HANGZHOU, China, Sept. 3 (UPI) — The United States and China announced their decision to formally ratify the Paris Agreement to combat climate change on Saturday.
U.S. President Barack Obama and Chinese President Xi Jinping delivered documents to U.N. Secretary General Ban-Ki Moon needed to officially ratify the agreement, providing a significant step toward bringing the agreement into action.
Nearly 200 countries signed the agreement in December, but 55 countries representing 55 percent of the world’s emissions must ratify the agreement for it to go into effect.
The addition of the United States and China which are responsible for a combined total of 40 percent of emissions provided a boost, but Obama and Xi called on other parties to the U.N. Framework Convention on Climate Change to ratify in hopes of bringing it into action this year.
“This is not a fight that any one country no matter how powerful can take alone,” Obama said, according to Sky News. “Some day we may see this as the moment that we finally decided to save our planet.”

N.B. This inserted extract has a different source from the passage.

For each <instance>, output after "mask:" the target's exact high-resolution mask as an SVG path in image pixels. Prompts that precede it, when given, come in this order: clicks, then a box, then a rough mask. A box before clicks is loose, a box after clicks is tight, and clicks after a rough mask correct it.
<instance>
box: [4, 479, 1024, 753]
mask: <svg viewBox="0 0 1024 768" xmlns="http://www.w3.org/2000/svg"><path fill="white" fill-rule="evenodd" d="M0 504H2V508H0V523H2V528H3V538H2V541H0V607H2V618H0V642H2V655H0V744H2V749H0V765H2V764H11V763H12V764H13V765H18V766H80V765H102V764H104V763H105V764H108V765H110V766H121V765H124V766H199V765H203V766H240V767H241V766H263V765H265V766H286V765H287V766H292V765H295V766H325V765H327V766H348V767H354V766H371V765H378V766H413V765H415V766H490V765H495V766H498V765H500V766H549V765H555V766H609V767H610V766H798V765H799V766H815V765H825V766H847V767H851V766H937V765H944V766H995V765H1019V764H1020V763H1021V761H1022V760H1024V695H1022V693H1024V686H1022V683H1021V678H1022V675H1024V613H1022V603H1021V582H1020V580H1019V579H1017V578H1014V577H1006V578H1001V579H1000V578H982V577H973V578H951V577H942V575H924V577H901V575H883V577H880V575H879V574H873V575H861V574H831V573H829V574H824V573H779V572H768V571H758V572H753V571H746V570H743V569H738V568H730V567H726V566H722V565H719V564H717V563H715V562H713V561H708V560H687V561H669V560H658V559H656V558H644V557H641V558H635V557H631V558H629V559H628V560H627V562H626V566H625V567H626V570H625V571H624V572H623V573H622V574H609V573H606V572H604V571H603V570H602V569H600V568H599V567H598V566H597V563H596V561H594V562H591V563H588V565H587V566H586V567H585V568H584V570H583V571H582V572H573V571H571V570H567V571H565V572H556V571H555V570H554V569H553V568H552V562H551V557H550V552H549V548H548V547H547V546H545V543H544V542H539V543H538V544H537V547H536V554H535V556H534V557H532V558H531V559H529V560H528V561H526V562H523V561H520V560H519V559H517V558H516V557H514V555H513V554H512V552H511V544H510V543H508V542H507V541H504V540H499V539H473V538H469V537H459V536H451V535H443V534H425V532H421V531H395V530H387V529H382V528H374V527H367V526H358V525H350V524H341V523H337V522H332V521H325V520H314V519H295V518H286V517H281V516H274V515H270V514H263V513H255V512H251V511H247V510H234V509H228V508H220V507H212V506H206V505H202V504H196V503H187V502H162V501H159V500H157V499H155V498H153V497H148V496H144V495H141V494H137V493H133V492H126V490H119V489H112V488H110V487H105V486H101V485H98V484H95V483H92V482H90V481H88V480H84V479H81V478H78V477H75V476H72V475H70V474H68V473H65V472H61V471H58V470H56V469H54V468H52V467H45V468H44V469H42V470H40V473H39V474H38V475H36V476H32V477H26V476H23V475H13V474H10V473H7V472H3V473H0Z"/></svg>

Both countries also promised to publish their respective “mid-century, long-term low greenhouse gas emission development strategies” as well as engage in technical collaboration and consultation on their strategies.
The U.S. and China also agreed to ambitious domestic action towards green, low-carbon and climate-resilient economies as well as working toward an amendment to the Montreal Protocol to phase down the consumption and production of hydrofluorocarbons.